Dr Becker’s previous publications cover CT angiography of cerebral aneurysms, investigation of different CT detectors and radiation exposure and comparison of cardiac investigations between electron beam CT and conventional CT for detection and quantification of coronary calcium. Dr Becker’s current focus is on CT angiography of coronary arteries and characterization of atherosclerotic plaques.
The impact of new CT technology on clinical practice

Christoph Becker, MD
Division of Cardiology, Uniformed Services University of the Health Sciences, Bethesda, MD, USA

Christoph R Becker, MD
Associate Professor
Section Chief Body CT
Department of Clinical Radiology
University Hospital Grosshadern
D-81377 Munich, Germany
Tel: +49 89 7095-3620 Fax: +49 89 7095-8832
Email: christoph.becker@med.uni-muenchen.de

Abstract
With the introduction of multi-detector-row CT (MDCT), new applications such as cardiac CT angiography, lung and colon screening and scanning of polytrauma patients became feasible. Coronary artery disease can reliably be ruled out by MDCT and therefore the technique surpasses conventional invasive angiography in some patients. In screening for lung and colon cancer, special post-processing for dedicated analysis of the MDCT dataset is required for comfortable and safe exclusion of early tumour disease. Scanning has already replaced conventional X-ray as the first line diagnostic tool for polytrauma patients in the emergency department.

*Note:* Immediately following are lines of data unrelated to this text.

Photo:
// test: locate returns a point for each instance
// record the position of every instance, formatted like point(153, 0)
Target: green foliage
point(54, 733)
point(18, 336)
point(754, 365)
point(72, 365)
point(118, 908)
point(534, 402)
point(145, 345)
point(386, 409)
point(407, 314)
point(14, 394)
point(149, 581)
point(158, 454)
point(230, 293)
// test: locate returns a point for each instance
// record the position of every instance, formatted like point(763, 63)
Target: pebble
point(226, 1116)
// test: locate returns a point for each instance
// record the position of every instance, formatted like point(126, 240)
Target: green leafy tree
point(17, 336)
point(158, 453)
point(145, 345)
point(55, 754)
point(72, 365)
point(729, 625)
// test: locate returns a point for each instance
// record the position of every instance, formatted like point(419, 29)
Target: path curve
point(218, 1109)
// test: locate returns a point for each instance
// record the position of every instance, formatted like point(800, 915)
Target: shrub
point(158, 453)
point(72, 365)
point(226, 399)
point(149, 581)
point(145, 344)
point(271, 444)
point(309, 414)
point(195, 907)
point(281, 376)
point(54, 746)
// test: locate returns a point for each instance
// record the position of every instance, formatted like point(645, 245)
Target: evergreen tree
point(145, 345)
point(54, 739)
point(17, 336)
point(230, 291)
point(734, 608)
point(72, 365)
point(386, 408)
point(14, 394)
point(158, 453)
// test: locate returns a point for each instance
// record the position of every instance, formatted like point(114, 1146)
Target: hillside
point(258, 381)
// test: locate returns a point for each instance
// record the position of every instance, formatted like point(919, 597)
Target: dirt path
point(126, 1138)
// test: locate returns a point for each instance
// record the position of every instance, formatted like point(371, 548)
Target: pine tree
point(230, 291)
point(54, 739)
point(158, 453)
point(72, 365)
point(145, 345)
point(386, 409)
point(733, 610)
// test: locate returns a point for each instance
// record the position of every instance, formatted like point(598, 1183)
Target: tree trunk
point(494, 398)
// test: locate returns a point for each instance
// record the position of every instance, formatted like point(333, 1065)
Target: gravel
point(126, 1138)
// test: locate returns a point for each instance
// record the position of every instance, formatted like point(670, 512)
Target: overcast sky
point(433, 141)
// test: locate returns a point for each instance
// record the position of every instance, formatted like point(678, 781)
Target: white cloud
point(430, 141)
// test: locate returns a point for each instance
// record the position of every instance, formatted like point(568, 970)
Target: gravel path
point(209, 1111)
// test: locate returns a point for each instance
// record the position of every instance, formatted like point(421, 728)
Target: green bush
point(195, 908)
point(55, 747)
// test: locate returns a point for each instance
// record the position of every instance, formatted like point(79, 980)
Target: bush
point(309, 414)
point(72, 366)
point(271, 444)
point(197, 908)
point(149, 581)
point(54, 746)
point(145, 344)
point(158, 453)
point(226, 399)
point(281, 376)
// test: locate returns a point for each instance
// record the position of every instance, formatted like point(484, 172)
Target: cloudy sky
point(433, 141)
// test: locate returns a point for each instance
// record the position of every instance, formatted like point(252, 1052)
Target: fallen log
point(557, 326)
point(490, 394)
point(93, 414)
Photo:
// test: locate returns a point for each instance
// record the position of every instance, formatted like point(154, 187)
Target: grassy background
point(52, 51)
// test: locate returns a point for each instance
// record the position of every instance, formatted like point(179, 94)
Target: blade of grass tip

All these applications require CT image acquisition with highest temporal and spatial resolution of a certain volume within shortest period of time. These special acquisition conditions also entail special considerations about the contrast medium and form of administration. With most modern CT scanners, CT angiography is performed with high iodine delivery rates. Heat sensations, blood volume expansion and contrastinduced nephropathy are less frequent with iso-osmolar contrast media. In many instances, a highly concentrated (more than 300 mgI/ml) isosmolar contrast media appears to be the optimal contrast agent for MDCT investigations.

Introduction
Multi-detector-row CT (MDCT) scanners were first introduced into clinical practice in 1998. Four-detectorrow CT with 500 ms gantry rotation and detector collimation between 5 and 1 mm allowed for both high scan speed and improved spatial resolution. A number of different clinical applications were gained from these new scanning features, such as emergency radiology, CT screening (CTS) and CT angiography (CTA). Indeed, for the first time, CTA of the coronary arteries became feasible with MDCT by a new technique called retrospective ECG gating. For this technique, the spiral CT scan is acquired with a slow table feed per gantry rotation (pitch<0.3) in conjunction with the ECG signal, which is recorded during scanning. Image reconstruction is usually performed in the slow motion diastole phase of the cardiac cycle.1

CT screening
CT has often been described as a sensitive tool for the early detection of morphological changes.With the increased spatial resolution offered by MDCT, it began to be more widely used to screen for lung and colon cancer as well as for coronary artery disease. All screening applications share low radiation exposure and no requirement for contrast medium administration. Dedicated post-processing software has become mandatory to support the detection of early stages of diseases by MDCT.2

The potential of coronary calcium screening to predict the risk of unheralded myocardial infarction has been investigated for years. Until now, CT calcium screening has failed to provide an incremental predictive value over conventional risk factors, but prospective studies are currently being performed to support this hypothesis.3

In lung cancer screening, multi-detector-row CT is far more sensitive than conventional X-ray imaging for the detection of intrapulmonary lesions. However, in the early days, many of these detected lesions turned out to be benign, and a number of unnecessary biopsies were performed. Meanwhile, it has been shown that lesion growth as detected by a change of lung nodule volume is a better predictor for malignancy (Figure 1). As yet, no studies are available to indicate whether detection by MDCT improves outcome in lung cancer.4

Figure 1. If a lung nodule is detected by CT lung cancer screening with a size below 5 mm, repeated scanning is performed within 6 months. The presented case demonstrates nodule growth from 37 to 152 mm2 within this period of time. Surgical resection confirmed the diagnosis of stage I lung cancer.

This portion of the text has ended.